(or Scouce or Lob-Scouce)
Stew of diced lamb or other red meat, boiled until partly fallen, with carrots and other root vegetables. Often served with a biscuit of shortcrust pastry and pickled onions or pickled red cabbage.
Scouse and red cabbage
Image: Frank Green
Originally a sailor's mixed stew of meat, vegetables and hardtack, known in English at least since Edward Ward's book on seafaring "The Wooden World Dissected" of 1745. The word is from the north German 'Labskaus' (where it is sometimes made with fish as well as beef), the Norwegian 'lapskaus', or Danish 'labskovs'. It has given its name to the equally rich and culturally mixed-up Liverpool dialect, and to those who speak it.
Scouse is commonly served at social gatherings across the North, when it, like all stews, is referred to as 'hot pot'.
In The Literary Gazette of 1837; "There stood a superb tureen of lobscouse. Everybody knows what lobscouse is, it is a dish fit for the gods, and of that satisfying nature that a spoonful is sufficient for a whole year for a mere mortal when he can get any thing else to eat."

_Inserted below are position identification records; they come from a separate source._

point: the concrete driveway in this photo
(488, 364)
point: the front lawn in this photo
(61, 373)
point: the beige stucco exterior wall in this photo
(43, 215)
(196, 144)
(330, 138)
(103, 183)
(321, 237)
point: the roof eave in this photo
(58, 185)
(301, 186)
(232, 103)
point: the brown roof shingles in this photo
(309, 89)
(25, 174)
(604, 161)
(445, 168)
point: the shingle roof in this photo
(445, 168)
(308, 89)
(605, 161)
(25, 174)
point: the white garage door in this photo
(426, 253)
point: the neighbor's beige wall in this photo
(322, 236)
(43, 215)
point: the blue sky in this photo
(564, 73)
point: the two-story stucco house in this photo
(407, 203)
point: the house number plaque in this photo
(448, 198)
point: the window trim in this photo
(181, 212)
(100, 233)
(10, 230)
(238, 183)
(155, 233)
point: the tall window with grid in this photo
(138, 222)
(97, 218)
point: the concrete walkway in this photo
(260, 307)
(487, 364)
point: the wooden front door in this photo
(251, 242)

The Every-day book and Table book of William Hone (1838) tells that; "the usage in Cumberland and other northern parts of England It seems that on Twelfth night which finishes their Christmas holidays the rustics meet in a large room. They begin dancing at seven o'olock and finish at twelve when they sit down to lobscouse and ponsondie the former is made of beef potatoes and onions fried together and in ponsondie we recognise the wassail or waes-hael of ale boiled with sugar and nutmeg into which are put roasted apples the anciently admired lambs wool."